Hallorann ne put retenir un cri et, baissant la tête, il tira le guidon à fond vers la droite. Un éclair de douleur lui lacéra le visage, le cou et les épaules, tandis que, sur sa nuque, son passe-montagne fut déchiré de haut en bas. Il fut éjecté du scooter et alla rouler dans la neige.
Il sentait que le lion se jetait sur lui de nouveau. Une forte odeur de feuilles vertes et de houx lui piquait les narines. Une énorme patte de buis le frappa au creux des reins et il partit en vol plané, bras et jambes désarticulés comme une poupée, tandis que le scooter fou allait heurter le talus du bas-côté, se cabrait à la verticale et, balayant la nuit de son phare, se renversait avec un bruit sourd, moteur calé.

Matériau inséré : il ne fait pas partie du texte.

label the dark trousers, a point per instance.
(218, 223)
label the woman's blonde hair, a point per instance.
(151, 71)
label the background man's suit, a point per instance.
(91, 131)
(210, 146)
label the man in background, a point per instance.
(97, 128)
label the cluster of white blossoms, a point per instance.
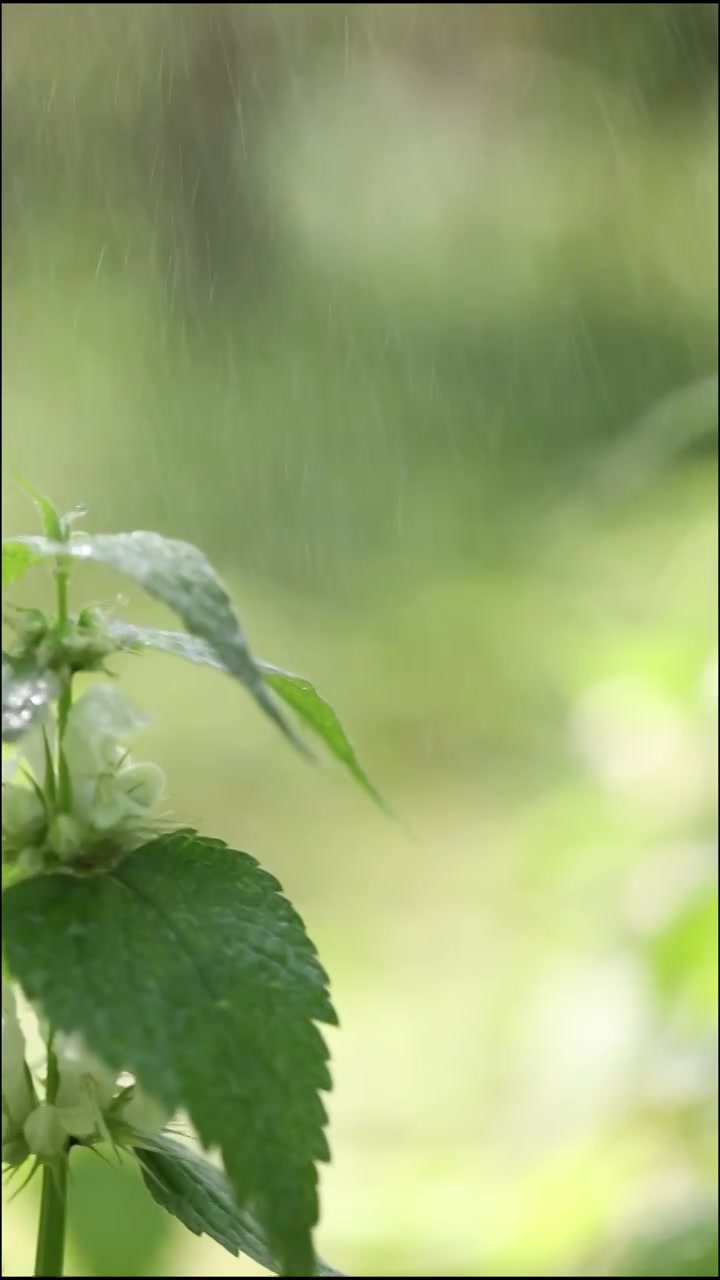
(91, 1104)
(110, 801)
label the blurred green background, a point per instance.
(406, 314)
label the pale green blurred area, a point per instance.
(408, 316)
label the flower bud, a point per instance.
(23, 816)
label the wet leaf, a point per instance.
(27, 694)
(297, 693)
(187, 967)
(180, 576)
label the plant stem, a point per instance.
(65, 698)
(54, 1203)
(53, 1210)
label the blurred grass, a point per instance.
(450, 439)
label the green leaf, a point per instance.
(27, 694)
(296, 691)
(318, 716)
(186, 967)
(17, 560)
(180, 576)
(200, 1197)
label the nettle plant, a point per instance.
(167, 974)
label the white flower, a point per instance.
(112, 796)
(92, 1102)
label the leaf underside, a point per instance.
(314, 712)
(199, 1194)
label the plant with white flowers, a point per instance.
(159, 970)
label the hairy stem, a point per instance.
(65, 698)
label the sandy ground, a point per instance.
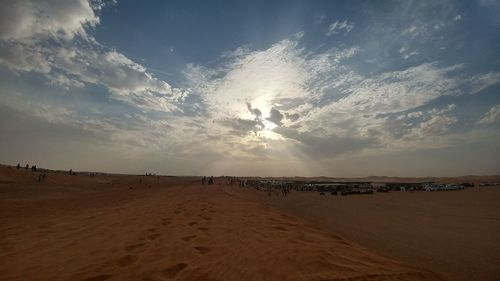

Dans un bruit de feuilles froissées et de brindilles cassées, le lion avait de nouveau attaqué Hallorann et labourait son anorak de ses griffes. Hallorann savait que c’étaient de vraies griffes et non pas les tiges du buis qui l’avaient mis en lambeaux.
— Non, tu n’existes pas ! cria Hallorann au lion de buis qui décrivait des cercles autour de lui en grognant. Tu n’existes pas !
Il avait réussi à se mettre debout et s’était déjà rapproché du scooter quand le lion s’élança de nouveau sur lui et lui assena sur la tête un coup de patte griffue. Hallorann vit fuser trente-six chandelles.
— Tu n’existes pas ! répétait-il, exténué, dans un murmure à peine audible, et, ses genoux se dérobant sous lui, il s’affaissa dans la neige. Puis il se mit à ramper vers le scooter. Le côté droit de son visage était couvert de sang et il avait laissé une traînée pourpre sur la neige. Le lion fonça de nouveau sur lui, rugissant comme s’il s’agissait d’un jeu, et le retourna sur le dos comme une tortue.
Hallorann recommença à ramper vers le scooter où se trouvait la seule arme dont il disposait. Mais le lion l’avait encore attaqué et le lacérait de ses griffes.